$\DeclareMathOperator\perm{perm}\DeclareMathOperator\diag{diag}$Using MacMahon's master theorem, the properties of complex gaussian integrals, and Cauchy's integral theorem one can show that the permanent of a matrix $A$ satisfies \begin{equation} \perm(A) = \frac{1}{\pi^N} \int_{\mathbb{R}^{2N}} d^N\mathbf{u} \, \exp\Bigl( -\sum_{i=1}^N \mathbf{u}_i^2 \Bigr) \prod_{i=1}^{N} \Bigl(\mathbf{u}_i\cdot\sum_{j=1}^NA_{ij} \mathbf{u}_j\Bigr), \end{equation} where $\mathbf{u}_i \equiv (u_{i1}, u_{i2})$ and $d^{N}\mathbf{u} \equiv \prod^{N}_{i =1}du_{i1} \wedge du_{i2}$.

My guess is that this result is not new, but I'm not familiar with the literature on such identities. Is this identity known? Alternatively, where would be a good place to check for similar such identities?

Proof of Identity

The truth of the identity could be inferred from noting that we need our gaussian to integrate a function where $\mathbf{u}_i$ for each $i$ appears exactly twice.

To prove it directly, we note that MacMahon's master theorem states that the permanent of a matrix $A$ is the $x_1x_2\dotsm x_N$ coefficient of the quantity \begin{equation} \frac{1}{\det(I - XA)}, \end{equation} where $I$ is the $N\times N$ identity matrix and $X \equiv \diag(x_1, x_2, \dotsc, x_N)$. Thus, we have \begin{equation} \perm(A) = \frac{1}{(2\pi i)^N} \oint \left[\prod_{i=1}^{N} \frac{dq_i}{q_i^2} \right] \frac{1}{\det(I- QA)}, \label{eq:perm_def} \end{equation} where $Q = \diag(q_1, q_2, \ldots, q_N)$, $q_i$ is a complex variable, and we are performing $N$ contour integrations in sequence. Defining a set of $N$ two-dimensional vectors $\{\mathbf{u}_i\}$ as $\textbf{u}_i \equiv (u_{i1}, u_{i2})$, we have \begin{equation} \frac{1}{\det(I-QA)} = \frac{1}{\pi^N} \int_{\mathbb{R}^{2N}} d^{N}\mathbf{u}\,\exp\Bigl(- \sum_{i, j=1}^N \mathbf{u}_i \cdot \left(\delta_{ij} - q_{i} A_{ij}\right) \mathbf{u}_{j}\Bigr). \label{eq:gauss_result} \end{equation} Using this determinant expression in MacMahon's theorem and performing the contour integrations yields the stated result.
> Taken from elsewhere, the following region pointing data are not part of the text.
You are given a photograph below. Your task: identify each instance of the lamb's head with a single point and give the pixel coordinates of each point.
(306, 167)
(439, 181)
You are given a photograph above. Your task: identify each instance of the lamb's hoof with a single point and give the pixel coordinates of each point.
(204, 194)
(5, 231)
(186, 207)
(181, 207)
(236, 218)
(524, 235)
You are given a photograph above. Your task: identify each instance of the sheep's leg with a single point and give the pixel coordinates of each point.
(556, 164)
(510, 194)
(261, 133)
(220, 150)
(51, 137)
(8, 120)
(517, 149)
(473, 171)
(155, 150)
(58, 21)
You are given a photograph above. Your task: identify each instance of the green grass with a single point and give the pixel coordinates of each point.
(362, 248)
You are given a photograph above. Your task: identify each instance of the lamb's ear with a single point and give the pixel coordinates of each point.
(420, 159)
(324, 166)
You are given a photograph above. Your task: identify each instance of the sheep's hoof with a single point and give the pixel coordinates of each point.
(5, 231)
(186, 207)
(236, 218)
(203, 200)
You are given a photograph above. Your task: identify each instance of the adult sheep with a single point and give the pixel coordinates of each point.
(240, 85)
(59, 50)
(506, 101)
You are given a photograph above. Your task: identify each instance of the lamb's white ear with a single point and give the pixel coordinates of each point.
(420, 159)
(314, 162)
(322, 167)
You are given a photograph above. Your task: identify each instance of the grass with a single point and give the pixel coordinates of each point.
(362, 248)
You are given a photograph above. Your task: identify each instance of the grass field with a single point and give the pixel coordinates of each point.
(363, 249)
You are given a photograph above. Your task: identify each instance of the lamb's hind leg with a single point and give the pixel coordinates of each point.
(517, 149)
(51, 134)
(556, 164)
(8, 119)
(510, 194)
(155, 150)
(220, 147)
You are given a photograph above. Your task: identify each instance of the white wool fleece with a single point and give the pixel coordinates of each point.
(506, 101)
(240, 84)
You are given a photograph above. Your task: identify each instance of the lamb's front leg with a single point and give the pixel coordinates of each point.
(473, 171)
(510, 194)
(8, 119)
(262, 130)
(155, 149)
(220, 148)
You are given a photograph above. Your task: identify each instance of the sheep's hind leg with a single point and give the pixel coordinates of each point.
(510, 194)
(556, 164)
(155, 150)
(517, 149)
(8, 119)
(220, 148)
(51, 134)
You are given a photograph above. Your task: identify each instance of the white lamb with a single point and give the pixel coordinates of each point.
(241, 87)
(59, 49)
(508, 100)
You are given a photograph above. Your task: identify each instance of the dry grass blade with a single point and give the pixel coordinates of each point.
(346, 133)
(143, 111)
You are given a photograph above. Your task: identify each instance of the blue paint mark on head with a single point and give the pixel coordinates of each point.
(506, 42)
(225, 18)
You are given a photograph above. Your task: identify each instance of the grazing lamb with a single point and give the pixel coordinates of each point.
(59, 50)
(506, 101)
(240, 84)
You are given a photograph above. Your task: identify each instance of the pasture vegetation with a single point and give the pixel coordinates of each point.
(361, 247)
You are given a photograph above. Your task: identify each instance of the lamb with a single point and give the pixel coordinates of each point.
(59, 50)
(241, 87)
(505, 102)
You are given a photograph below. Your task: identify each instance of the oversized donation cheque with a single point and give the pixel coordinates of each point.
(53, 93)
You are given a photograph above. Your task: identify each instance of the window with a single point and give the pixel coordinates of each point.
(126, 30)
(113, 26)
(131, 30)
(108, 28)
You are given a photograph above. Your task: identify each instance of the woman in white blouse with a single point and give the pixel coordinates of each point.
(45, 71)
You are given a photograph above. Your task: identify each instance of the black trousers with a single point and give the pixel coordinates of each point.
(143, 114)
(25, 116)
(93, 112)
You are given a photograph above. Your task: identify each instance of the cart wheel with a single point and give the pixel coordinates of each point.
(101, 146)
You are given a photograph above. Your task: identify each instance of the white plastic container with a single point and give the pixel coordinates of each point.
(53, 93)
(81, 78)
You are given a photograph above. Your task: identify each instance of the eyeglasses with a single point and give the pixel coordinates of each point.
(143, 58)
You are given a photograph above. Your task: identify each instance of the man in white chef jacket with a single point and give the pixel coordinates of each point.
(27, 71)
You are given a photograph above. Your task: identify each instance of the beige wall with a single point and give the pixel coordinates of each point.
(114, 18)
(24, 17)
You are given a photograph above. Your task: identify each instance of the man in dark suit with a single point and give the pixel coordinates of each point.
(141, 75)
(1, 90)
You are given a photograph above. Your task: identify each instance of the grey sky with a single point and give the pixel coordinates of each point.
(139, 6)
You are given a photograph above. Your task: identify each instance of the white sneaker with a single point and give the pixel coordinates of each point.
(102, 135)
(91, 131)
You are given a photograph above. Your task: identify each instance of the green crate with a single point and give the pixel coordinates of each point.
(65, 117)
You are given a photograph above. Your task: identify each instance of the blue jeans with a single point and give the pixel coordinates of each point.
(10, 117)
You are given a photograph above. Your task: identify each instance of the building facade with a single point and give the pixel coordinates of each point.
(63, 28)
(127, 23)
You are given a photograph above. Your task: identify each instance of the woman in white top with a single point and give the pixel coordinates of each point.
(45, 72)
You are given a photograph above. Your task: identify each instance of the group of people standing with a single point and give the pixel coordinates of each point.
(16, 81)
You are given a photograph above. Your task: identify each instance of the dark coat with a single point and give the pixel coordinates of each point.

  • $\begingroup$ How is it related to MacMahon master theorem? This identity looks pretty straightforward: if we expand the brackets, any term not contributing to the permanent is odd with respect to at least one of variables, thus it disappears after integration. $\endgroup$ Commented Nov 1, 2020 at 18:43
  • $\begingroup$ @Fedor I agree that checking the identity is straightforward, but personally I wouldn't have thought to write it down without the prior derivation. Perhaps, the straightforwardness is a reason it is not in the literature? Though with the well known connection between determinants and gaussian integrals, I would have expected to see some reciprocal connection between permanents and gaussians $\endgroup$ Commented Nov 1, 2020 at 19:45
  • $\begingroup$ Also @ Fedor, I'll write up the explicit connection to MacMahon's master theorem as an addendum to this question. $\endgroup$ Commented Nov 1, 2020 at 19:58

1 Answer 1


In case anyone from the future comes to this post:

I wasn't able to find relevant literature that answered my question so I wrote a preprint on it (https://arxiv.org/abs/2106.11861). It turns out that the gaussian above is more complicated than necessary. The main result of the paper is a generalization of the identity above:

Let $p_X: \Omega_X \to \mathbb{R}$ be a probability distribution defined over the domain $\Omega_X$ with zero mean and unit variance. Let $A$ be an $n\times n$ matrix with elements $a_{i, j}$. Then the permanent of $A$ is \begin{equation} \text{perm}(A) = \int_{\Omega^n_{X}} d^n\textbf{x}\, \prod_{i=1}^n p_{X}(x_i) \, x_{i} \sum_{j=1}^n a_{i, j} x_j, \label{eq:fund_thm} \end{equation} where $\Omega^n_X = \Omega_X \otimes \cdots \otimes \Omega_X$ is the $n$-factor product over the single-variable domain of integration. In condensed notation, we can write this result as the expectation value \begin{equation} \text{perm}(A) = \left\langle \prod_{i=1}^nx_{i} \sum_{j=1}^n a_{i, j} x_j \right\rangle_{x_i \sim p_X}, \end{equation} where the average is over $\{x_i\}$, a set of independent identically distributed random variables each of which is drawn from $p_X$.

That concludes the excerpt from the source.